# Before marked spam, read this plz



## franklavigne (Jun 6, 2005)

I have posted 4 diff. topic in 4 diff.place in this forum and I'm very sorry I agree that I's look like "Spam"...but this is not.
I am just trying to get some answer like: this is funny or I like this one...or maybe you're not in the "good" forum for this king of site or photos, but god!! don't need to be brutal like that....

No one in this entire forum are able to place his own opinion about my site and my work ?...This is Unreal. I do my best in this "way" of re-touched or tricky photo THAT'S IT!

I have see many Beautiful shot of many photograper here in this forum. I don't need the famous answer: Bravo Frankie! or this is Fantastic - Also I don't need the Famous: I can spam too, Frankie. 

If you can't find at least one pic in my site (even bad or stupid) and reply to this with your personal and constructive opinion, wow..you have some serious problems.

Best regards,
Frank.


----------



## Hertz van Rental (Jun 6, 2005)

You forgot the link:
http://www.franklavigne.net

As websites go it's certainly different ;-)


----------



## Meysha (Jun 6, 2005)

> I have posted 4 diff. topic in 4 diff.place in this forum


I think that is the problem. 

There is a place for advertising your own sites and you posted in there but you also posted in 3 other places that were completely innapropriate. It would've been fair enough I think, if you'd only posted one post and got it in the wrong spot but you did it everywhere. That's why it got reported as spam. Otherwise it just would've been reported as accidentally being posted in the wrong spot.

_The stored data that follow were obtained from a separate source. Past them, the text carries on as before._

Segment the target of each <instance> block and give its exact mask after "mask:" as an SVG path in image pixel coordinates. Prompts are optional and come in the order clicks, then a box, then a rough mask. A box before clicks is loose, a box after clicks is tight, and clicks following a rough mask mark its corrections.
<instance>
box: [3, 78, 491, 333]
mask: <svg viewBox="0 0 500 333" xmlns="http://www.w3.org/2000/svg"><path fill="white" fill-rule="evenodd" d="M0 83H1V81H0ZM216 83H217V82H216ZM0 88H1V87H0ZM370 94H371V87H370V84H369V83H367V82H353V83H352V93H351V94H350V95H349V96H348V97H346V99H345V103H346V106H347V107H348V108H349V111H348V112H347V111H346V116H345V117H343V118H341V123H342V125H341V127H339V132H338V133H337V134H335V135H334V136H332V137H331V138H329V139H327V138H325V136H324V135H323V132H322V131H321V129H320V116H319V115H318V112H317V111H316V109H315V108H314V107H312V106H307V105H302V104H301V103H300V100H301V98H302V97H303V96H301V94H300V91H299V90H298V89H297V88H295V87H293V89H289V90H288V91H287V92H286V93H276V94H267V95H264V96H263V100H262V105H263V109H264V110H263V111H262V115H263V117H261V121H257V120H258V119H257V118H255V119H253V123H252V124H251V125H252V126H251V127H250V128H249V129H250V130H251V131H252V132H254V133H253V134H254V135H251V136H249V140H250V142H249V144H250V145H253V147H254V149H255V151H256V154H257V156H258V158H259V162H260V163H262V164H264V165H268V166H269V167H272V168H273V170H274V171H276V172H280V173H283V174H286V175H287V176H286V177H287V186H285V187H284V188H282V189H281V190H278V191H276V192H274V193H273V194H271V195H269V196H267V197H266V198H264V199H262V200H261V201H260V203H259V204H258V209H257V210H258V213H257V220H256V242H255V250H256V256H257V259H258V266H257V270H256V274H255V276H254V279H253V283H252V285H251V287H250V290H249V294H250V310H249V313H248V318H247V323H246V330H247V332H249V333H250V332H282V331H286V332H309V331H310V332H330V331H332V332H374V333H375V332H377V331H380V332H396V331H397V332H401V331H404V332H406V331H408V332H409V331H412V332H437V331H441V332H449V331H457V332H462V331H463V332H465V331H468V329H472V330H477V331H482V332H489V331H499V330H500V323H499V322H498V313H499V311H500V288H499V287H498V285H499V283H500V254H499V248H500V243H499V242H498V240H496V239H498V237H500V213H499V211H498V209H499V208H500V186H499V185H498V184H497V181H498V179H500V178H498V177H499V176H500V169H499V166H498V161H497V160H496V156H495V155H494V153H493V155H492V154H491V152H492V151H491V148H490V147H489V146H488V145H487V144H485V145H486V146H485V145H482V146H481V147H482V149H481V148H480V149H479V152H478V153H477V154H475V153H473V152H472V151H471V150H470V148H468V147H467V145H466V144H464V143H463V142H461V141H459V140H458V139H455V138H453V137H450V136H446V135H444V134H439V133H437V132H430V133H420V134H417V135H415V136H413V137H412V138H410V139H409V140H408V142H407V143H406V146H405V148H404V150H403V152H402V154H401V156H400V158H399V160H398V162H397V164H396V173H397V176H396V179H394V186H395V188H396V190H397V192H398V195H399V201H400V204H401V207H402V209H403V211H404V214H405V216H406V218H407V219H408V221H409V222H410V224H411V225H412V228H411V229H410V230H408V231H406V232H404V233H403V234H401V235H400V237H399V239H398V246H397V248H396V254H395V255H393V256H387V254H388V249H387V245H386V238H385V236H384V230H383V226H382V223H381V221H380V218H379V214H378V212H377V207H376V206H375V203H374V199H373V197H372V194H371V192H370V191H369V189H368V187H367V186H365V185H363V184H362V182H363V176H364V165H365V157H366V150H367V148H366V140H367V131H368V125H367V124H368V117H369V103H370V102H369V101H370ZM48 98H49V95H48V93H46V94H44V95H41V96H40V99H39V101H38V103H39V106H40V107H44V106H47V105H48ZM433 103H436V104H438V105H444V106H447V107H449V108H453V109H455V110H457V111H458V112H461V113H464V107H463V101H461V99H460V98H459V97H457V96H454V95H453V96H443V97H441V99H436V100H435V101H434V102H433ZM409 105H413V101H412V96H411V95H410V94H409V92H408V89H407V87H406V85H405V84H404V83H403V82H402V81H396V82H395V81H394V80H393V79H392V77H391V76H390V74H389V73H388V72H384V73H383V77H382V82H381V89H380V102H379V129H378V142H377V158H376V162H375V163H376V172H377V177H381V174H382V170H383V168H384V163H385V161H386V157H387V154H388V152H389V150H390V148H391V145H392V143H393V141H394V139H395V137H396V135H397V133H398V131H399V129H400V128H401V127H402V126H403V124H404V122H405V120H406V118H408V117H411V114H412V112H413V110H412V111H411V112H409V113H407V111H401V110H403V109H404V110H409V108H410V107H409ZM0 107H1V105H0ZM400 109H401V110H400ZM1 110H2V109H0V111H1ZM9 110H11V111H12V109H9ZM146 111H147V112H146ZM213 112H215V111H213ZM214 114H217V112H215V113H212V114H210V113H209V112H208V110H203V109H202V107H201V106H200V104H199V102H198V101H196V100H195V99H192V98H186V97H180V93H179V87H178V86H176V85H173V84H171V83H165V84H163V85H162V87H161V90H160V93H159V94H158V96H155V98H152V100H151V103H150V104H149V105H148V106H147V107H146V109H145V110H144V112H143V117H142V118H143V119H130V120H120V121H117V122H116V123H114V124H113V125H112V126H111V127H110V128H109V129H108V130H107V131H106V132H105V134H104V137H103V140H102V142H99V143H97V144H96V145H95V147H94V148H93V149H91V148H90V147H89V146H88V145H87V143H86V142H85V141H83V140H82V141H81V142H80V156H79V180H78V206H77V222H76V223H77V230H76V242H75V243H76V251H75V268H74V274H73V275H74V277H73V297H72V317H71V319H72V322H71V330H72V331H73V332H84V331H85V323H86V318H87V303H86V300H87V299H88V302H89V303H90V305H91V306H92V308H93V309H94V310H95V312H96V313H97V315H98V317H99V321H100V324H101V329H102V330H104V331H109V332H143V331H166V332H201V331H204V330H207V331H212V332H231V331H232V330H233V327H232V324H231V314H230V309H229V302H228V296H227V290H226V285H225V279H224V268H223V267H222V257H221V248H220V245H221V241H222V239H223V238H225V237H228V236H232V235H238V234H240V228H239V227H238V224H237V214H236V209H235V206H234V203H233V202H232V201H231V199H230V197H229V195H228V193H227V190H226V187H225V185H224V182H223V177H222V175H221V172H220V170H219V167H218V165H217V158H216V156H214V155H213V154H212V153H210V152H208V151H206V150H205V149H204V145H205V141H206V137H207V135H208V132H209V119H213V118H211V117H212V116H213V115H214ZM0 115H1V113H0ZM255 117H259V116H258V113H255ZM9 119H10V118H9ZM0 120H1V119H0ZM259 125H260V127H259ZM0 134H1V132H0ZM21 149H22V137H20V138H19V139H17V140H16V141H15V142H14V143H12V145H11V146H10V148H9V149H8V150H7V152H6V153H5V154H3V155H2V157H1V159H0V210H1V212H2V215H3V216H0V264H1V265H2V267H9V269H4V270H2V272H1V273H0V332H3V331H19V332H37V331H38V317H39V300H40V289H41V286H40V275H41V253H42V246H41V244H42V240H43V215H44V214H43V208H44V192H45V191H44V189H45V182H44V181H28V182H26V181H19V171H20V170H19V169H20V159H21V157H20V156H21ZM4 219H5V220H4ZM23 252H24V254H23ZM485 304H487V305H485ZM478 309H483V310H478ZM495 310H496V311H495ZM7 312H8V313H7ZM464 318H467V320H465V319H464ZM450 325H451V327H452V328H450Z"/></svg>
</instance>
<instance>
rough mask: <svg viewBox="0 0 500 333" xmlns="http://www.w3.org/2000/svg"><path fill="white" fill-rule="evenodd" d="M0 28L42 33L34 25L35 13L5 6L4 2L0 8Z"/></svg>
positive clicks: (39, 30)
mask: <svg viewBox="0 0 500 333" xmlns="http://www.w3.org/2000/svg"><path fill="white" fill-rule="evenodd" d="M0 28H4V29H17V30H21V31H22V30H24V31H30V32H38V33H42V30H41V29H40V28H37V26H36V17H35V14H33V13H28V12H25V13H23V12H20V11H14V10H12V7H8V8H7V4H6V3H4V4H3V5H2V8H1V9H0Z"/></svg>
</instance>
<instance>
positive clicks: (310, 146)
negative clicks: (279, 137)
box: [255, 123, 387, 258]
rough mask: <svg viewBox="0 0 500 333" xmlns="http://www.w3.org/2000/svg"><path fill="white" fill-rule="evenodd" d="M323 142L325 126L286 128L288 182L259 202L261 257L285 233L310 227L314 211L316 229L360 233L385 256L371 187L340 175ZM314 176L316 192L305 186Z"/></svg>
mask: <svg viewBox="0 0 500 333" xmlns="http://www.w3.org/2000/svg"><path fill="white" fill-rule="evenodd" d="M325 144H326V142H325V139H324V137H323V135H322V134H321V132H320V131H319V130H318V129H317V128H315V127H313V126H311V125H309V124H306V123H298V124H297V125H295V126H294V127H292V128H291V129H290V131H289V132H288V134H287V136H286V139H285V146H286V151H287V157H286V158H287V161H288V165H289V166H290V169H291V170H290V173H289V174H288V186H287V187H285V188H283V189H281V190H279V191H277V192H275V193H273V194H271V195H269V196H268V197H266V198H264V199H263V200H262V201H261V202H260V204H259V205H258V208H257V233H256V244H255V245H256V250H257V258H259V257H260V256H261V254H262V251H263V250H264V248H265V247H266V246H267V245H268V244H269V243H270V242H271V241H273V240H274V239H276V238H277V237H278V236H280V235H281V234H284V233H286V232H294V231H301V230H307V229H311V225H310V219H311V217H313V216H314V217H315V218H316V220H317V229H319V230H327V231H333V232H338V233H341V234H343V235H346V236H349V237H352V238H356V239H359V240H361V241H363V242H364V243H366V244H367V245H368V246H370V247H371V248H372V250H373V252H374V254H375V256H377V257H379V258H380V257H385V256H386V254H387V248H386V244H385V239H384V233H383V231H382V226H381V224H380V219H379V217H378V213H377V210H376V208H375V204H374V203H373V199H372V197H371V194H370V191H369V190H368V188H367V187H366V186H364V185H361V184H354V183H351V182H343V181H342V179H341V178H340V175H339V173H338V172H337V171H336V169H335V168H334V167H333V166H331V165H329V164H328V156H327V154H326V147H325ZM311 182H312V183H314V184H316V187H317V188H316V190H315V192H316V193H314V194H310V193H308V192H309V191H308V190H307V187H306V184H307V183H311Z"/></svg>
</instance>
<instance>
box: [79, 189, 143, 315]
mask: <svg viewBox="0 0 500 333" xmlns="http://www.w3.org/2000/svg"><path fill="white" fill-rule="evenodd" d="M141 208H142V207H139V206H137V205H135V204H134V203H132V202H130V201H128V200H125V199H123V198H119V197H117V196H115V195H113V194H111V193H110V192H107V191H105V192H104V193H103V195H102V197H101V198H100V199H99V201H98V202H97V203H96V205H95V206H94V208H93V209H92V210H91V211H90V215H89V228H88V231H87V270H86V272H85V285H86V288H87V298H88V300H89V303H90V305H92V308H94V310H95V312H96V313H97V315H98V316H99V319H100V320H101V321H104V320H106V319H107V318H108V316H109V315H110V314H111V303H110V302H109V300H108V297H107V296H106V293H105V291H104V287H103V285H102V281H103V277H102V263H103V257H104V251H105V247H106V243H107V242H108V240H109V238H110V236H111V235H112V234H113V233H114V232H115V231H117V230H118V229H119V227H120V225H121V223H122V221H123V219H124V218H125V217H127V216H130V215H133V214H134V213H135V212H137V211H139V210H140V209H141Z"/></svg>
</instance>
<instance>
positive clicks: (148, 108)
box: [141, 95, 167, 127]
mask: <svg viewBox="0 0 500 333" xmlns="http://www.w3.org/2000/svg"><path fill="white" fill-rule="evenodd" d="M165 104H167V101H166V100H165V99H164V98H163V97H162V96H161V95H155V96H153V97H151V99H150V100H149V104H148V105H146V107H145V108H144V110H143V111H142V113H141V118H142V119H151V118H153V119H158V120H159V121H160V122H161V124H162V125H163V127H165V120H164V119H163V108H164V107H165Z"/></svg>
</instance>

I myself, did reply to your question of what I thought of the site. I said I found if very confusing and I couldn't understand if you were trying to sell your work or just put it on display.


----------



## photogoddess (Jun 6, 2005)

As Meysha said, without knowing what the goal of your site is, your messages were quite numerous and confusing. That said, I've browsed your site and found your work to be interesting. Not quite my cup of tea but interesting. I've never heard of the program that you are using but you sure do get some interesting effects. Nice work on the hand coloring of the old family photo. Welcome to the forum.


----------